Hamilos' fascination with the brain was sparked by a personal experience — a concussion sustained during college lacrosse. "I'd heard about the potential vulnerability of female athletes to traumatic brain injury, but was it truly so straightforward?" she reflected. This curiosity led her to delve into what resilience and vulnerability to psychiatric and neurological diseases truly entail.

It wasn’t until Hamilos began her clinical observations of Parkinson's patients as an MD-PhD that she recognized subtle nuances in movement and behavior as potential indicators of resilience and vulnerability. When brain circuits that are responsible for regulating reward and movement are disrupted, conditions like Parkinson’s, schizophrenia, and bipolar disorder emerge. Now, Hamilos is using these insights to meticulously "fingerprint" voluntary behavior in mice, so her lab can discern differences in these neural circuits between healthy and disease-affected brains.
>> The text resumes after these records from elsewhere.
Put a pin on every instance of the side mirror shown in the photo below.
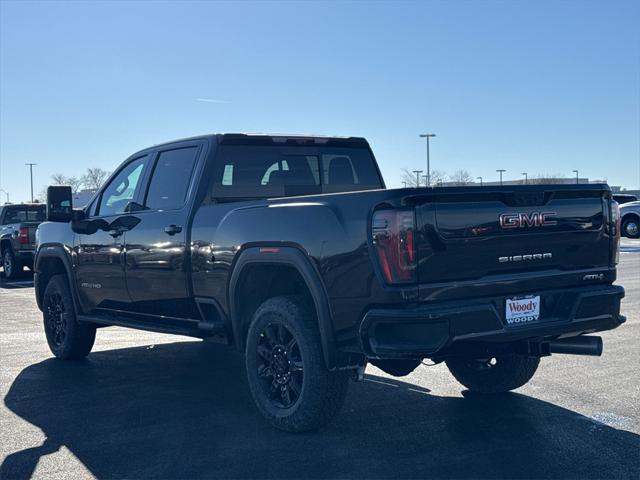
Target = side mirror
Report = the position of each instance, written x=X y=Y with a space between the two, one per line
x=59 y=204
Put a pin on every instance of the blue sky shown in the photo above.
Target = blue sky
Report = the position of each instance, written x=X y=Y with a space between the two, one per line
x=542 y=87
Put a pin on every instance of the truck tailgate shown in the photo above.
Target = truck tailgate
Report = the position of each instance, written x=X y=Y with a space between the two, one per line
x=497 y=232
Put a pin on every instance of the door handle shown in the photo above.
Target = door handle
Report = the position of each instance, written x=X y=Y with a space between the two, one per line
x=172 y=229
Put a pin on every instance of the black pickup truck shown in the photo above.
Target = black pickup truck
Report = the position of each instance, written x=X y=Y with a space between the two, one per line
x=292 y=249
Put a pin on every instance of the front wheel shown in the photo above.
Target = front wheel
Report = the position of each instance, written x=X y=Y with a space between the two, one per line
x=288 y=379
x=12 y=267
x=631 y=228
x=67 y=338
x=495 y=374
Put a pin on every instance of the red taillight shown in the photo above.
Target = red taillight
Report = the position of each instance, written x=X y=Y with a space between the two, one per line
x=394 y=241
x=23 y=235
x=615 y=226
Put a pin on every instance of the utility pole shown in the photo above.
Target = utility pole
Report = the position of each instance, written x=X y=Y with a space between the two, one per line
x=31 y=174
x=417 y=172
x=428 y=136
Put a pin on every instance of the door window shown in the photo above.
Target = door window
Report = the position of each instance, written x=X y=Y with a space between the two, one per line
x=121 y=191
x=170 y=180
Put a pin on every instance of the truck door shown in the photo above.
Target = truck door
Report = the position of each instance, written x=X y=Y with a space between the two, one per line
x=100 y=272
x=157 y=264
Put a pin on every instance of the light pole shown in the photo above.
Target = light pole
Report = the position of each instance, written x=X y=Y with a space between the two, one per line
x=428 y=136
x=31 y=174
x=417 y=172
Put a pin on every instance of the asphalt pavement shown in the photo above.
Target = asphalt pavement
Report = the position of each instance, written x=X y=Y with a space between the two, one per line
x=147 y=405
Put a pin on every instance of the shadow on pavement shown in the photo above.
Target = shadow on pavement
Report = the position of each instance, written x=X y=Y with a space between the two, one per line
x=183 y=410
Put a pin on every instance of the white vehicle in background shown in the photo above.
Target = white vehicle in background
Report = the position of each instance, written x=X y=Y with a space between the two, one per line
x=630 y=219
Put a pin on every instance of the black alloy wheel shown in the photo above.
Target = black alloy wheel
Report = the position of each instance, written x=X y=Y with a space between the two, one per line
x=280 y=365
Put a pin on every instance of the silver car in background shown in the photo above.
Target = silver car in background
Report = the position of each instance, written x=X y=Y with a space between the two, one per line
x=630 y=219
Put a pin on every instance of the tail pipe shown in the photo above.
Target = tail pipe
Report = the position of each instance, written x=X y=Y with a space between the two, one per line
x=581 y=345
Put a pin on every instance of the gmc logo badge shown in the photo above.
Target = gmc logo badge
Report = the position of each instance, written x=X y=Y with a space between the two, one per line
x=522 y=220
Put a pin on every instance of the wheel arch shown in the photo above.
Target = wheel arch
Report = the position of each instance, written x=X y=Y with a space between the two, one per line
x=53 y=260
x=629 y=216
x=295 y=260
x=4 y=244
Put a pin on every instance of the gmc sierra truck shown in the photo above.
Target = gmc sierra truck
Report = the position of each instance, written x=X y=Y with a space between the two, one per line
x=292 y=249
x=18 y=224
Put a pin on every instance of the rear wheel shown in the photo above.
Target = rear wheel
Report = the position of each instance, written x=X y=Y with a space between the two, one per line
x=67 y=338
x=288 y=379
x=631 y=228
x=12 y=267
x=495 y=374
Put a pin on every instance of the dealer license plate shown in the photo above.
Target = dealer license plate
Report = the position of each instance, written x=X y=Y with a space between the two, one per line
x=519 y=311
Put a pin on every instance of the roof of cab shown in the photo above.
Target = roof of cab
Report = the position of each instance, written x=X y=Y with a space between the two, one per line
x=269 y=138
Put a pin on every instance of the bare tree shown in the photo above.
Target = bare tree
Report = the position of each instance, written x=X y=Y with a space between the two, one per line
x=461 y=177
x=94 y=178
x=409 y=178
x=58 y=179
x=553 y=178
x=437 y=177
x=75 y=183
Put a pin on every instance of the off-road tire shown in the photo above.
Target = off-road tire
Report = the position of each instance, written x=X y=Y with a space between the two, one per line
x=68 y=339
x=12 y=268
x=483 y=376
x=322 y=392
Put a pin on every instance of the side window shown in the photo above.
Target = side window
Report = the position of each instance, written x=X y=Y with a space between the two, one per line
x=122 y=189
x=170 y=180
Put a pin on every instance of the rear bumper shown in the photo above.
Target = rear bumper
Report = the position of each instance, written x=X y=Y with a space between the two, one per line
x=438 y=329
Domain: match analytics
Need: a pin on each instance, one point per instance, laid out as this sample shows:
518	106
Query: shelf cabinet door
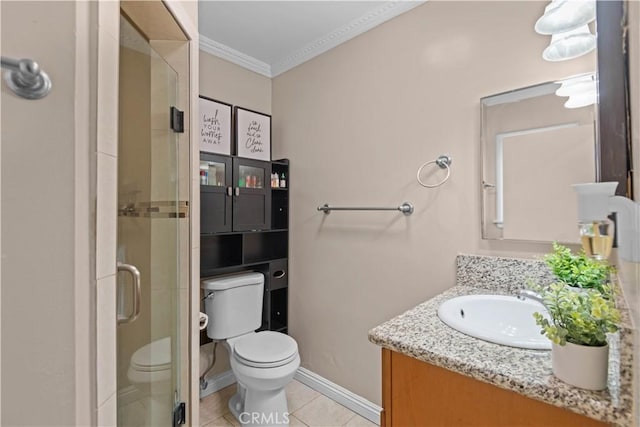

“My interests may be different than even another female coming into the Whitehead Institute, but what I can say is that given that females have historically been under-studied, and that there are disparities across the spectrum in healthcare, part of seeing that reality is experiencing it yourself,” she says. “I think that it's an exciting moment with Whitehead’s mission to be invested in tackling issues that have not gotten sufficient attention historically because if they were to get that attention, it would make a big difference in people’s lives.”

In each instance, Whitehead Institute researchers have discovered that the journey toward comprehending — and ultimately addressing — neglected conditions that predominantly or uniquely impact women is long and winding. But it is also one filled with opportunities that can fundamentally revolutionize our understanding of health and disease.